The Family Included team regards this research as among the most valuable that has come forward in the past year and strongly recommends anyone considering the practical implementation of family inclusive care to read the full article and make contact with the team in Tanzania. (Contact details below.)
The Tanzanian Ministry of Health, in line with WHO recommendations, emphasises the particular importance of male involvement during ANC, but in common with everywhere else in the developing world where such aspirations exist, there is a gap between aspiration and reality.
The African Woman Foundation, through its Woman Centred Care Project, set about finding out why this is the case in a rural district of Tanzania, Magu. The research consisted of observations, focus groups and interviews. A total of 9 focus groups were held of 2-3 hours each including 6-12 participants with a total of 40 men and 26 women. Interviews were held with 26 men of whom some had accompanied their wives, some had not and some had wives who had not attended clinics either. In addition, a questionnaire sought information and views from 156 women regarding their partners’ involvement in their pregnancy.
In common with other studies, the attitudes towards male involvement were positive. Men were positive, women also. Health care workers and traditional birth attendants also generally supported the approach of involving men. So why does the practice remain so rare?
The research revealed a number of barriers:
- In Tanzania, attendance at antenatal clinics is used as a method to hook men into HIV testing. Whilst Government policy declares the benefits of men attending antenatal clinics, and invitations to antenatal clinics may state the importance of information and education for men, in reality the primary reason, known to everyone, is HIV testing and this is the only outcome by which antenatal clinics are measured. So the failure of men to attend antenatal clinics is, in reality, a failure to promote an HIV testing programme.

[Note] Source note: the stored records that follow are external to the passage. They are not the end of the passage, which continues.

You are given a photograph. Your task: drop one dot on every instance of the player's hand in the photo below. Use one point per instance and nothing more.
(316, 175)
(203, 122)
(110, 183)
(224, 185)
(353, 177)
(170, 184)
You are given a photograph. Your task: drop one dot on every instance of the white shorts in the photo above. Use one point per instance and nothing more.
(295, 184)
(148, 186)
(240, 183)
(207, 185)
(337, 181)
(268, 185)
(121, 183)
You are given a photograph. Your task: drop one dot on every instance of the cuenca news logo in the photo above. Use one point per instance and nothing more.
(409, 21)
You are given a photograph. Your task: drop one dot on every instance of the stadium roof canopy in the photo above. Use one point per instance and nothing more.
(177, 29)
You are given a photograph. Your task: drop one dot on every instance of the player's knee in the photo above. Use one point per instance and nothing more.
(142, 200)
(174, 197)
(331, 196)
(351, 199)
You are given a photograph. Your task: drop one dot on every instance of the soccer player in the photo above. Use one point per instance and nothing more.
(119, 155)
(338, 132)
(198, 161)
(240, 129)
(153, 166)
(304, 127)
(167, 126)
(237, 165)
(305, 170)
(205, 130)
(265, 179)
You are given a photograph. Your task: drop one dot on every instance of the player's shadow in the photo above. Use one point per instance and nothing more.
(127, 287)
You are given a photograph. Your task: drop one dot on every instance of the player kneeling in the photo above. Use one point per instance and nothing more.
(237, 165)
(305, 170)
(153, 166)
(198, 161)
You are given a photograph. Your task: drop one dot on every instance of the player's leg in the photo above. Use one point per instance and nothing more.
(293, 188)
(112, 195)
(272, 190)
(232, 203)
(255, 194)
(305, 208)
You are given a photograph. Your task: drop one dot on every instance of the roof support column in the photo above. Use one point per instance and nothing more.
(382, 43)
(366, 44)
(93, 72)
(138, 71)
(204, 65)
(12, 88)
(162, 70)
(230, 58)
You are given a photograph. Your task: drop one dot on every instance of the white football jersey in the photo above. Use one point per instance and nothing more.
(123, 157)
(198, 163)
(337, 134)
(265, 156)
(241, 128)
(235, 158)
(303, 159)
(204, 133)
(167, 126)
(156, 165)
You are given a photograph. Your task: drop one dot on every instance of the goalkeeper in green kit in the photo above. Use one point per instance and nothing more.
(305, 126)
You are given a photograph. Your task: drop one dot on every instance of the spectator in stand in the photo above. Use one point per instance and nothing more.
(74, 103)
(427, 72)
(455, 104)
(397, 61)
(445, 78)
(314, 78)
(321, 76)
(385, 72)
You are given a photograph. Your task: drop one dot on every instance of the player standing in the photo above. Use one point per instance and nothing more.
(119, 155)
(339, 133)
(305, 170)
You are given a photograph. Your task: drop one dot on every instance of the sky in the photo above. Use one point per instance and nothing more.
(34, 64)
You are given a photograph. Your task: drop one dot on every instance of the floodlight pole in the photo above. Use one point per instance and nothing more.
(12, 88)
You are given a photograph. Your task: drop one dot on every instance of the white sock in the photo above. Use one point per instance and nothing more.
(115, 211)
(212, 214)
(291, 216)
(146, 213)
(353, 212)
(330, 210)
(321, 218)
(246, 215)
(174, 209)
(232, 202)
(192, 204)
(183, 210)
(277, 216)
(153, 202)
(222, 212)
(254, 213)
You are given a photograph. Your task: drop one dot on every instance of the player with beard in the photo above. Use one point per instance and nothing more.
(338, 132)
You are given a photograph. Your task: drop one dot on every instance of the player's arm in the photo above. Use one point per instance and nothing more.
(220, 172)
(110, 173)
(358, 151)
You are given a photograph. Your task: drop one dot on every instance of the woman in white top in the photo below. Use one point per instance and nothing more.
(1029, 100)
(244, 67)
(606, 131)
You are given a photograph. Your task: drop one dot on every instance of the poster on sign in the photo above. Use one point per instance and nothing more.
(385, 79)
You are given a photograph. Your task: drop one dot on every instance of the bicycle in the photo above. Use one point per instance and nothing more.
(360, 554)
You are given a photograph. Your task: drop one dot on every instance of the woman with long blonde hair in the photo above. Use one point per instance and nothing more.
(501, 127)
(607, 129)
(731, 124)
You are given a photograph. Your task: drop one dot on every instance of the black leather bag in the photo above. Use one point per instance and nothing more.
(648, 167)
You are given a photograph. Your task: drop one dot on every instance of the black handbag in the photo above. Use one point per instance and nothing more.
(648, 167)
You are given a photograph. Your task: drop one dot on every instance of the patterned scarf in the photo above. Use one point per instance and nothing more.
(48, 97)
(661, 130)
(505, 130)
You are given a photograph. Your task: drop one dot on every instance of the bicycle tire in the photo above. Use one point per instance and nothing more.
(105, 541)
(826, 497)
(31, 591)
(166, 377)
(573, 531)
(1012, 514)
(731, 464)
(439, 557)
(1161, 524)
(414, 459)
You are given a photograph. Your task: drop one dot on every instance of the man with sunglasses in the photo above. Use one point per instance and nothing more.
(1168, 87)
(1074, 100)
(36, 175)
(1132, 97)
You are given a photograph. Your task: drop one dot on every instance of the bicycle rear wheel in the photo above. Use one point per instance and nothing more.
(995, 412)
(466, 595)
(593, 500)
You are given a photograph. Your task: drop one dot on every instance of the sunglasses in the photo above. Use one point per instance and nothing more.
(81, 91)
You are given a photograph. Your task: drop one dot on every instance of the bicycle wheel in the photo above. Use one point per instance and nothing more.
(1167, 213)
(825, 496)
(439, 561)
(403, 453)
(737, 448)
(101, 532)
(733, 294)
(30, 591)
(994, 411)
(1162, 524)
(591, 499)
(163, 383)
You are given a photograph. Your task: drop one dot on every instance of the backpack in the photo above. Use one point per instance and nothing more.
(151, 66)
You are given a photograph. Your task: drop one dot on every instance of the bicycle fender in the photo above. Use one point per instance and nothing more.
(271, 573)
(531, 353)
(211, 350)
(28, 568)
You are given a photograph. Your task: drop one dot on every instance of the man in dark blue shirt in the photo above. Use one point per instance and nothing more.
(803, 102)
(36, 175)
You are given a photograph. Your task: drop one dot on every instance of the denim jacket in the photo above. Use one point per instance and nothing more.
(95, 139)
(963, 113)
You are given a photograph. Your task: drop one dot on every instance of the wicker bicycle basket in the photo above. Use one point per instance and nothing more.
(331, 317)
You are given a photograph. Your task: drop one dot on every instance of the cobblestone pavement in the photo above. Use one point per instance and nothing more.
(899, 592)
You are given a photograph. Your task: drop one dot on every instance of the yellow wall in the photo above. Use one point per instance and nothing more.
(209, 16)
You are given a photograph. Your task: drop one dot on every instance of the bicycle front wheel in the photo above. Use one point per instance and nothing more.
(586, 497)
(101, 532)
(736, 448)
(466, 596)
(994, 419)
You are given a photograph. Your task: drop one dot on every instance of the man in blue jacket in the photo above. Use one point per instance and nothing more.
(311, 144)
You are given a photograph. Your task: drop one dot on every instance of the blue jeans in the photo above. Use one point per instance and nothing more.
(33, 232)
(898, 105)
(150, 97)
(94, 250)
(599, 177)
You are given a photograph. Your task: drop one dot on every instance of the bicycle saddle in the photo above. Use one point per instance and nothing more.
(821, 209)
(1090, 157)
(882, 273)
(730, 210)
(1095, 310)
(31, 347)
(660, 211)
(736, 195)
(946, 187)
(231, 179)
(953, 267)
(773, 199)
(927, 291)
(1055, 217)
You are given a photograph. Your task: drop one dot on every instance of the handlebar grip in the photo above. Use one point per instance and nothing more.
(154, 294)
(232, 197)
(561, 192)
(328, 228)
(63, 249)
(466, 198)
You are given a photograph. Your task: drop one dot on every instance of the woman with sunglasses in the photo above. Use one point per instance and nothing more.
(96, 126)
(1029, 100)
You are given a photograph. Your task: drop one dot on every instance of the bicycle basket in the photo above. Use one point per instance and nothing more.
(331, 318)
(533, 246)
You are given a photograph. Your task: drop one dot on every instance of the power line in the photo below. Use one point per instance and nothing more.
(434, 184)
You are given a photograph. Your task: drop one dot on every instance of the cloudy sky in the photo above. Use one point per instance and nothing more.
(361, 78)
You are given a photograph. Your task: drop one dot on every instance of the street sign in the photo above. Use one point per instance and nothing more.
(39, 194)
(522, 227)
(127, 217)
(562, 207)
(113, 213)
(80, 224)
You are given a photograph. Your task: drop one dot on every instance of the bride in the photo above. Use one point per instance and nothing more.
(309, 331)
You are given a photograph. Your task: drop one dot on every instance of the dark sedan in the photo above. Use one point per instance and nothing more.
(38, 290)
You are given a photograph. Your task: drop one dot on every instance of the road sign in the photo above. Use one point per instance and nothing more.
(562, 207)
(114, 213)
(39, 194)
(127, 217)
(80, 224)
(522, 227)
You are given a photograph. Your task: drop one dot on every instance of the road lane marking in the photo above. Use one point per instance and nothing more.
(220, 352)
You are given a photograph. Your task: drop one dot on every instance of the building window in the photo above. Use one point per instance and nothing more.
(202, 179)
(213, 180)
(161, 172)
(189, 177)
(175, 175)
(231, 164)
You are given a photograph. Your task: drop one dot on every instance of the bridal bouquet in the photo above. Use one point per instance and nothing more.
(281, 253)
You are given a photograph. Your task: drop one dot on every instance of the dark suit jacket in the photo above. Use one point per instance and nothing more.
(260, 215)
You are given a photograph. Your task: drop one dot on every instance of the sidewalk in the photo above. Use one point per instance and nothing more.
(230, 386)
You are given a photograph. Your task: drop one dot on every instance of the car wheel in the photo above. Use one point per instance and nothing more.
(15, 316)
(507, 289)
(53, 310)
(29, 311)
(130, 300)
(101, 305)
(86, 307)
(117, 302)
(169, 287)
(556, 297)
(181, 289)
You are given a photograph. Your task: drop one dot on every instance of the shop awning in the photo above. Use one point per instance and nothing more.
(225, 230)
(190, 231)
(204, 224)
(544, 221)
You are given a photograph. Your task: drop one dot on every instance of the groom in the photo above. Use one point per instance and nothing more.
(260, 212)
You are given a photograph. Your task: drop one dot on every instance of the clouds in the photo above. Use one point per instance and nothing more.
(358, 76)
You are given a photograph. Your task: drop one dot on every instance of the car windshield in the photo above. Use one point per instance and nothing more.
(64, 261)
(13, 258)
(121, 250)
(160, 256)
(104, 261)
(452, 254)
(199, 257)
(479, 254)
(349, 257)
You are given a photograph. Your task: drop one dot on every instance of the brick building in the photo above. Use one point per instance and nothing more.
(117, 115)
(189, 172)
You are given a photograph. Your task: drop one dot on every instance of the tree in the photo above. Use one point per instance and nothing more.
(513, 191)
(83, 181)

- Social and cultural norms are often presented as a barrier, though these do not constrain behaviour in all families. They include the shame men may feel if they do domestic work and a feeling that pregnancy is a woman’s issue only (a belief that both women and men may hold).
- Lack of knowledge about why it is important for men to be engaged.
- Perceived low accessibility of antenatal clinics to men and stories of their unfriendliness towards men (as well as towards the women themselves). For example, one question asked by a father in the study: what is the point of going if you just have to wait outside?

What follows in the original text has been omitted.